If you can hustle one of these babies around the track, nobody will ever question your manhood
The Can-Am Series for unlimited sports cars began in 1966, and a year later Bruce McLaren won his first championship, driving a car bearing his own name. Teammate Denny Hulme was second, and for the next four years, the factory McLaren cars dominated, with either McLaren or Hulme taking the championship in each. Lola, Chaparral, Shadow, and even Ferrari made valiant challenges to McLaren’s supremacy, but to no avail.

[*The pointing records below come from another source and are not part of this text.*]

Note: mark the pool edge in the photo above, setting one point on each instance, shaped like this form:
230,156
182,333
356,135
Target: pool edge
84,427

The M6B was an excellent design, the first monocoque chassis McLaren. It was strong, simple and an aerodynamically efficient package. The factory sold a number of replicas to eager privateers hoping to duplicate its success. Of course, this never quite happened, as the customer cars were always based on last year’s model, while the factory team raced the latest new and improved hardware.
This 1968 McLaren M6B is said to have originally belonged to privateer racer Dick Brown of Detroit, who drove it in the 1968 and 1969 Can-Am seasons. It was then purchased by Gordon Barrett, also of Detroit, who totally rebuilt the car and campaigned it for the next two years with Tom Dutton as the driver. For 1971, the Barrett team fitted a 427-ci big block motor-amazingly this is the same engine still found in the car.
The M6B then passed through two more owners before being purchased by its current owner in 1987. The M6B Can-Am Race Car is now in perfect condition, the result of a three-year restoration instigated in 1999. It appears exactly as it did in 1971, even down to the correct race number 79 and forest green with yellow livery.
An acquisition of this perfect “new” McLaren M6B has a time-warp aspect to it, almost as if one had ordered it new in 1968. It can now begin a second career in historic racing, be used to gather concours trophies, or join a museum collection as an example of the best marque in America’s most memorable racing championship.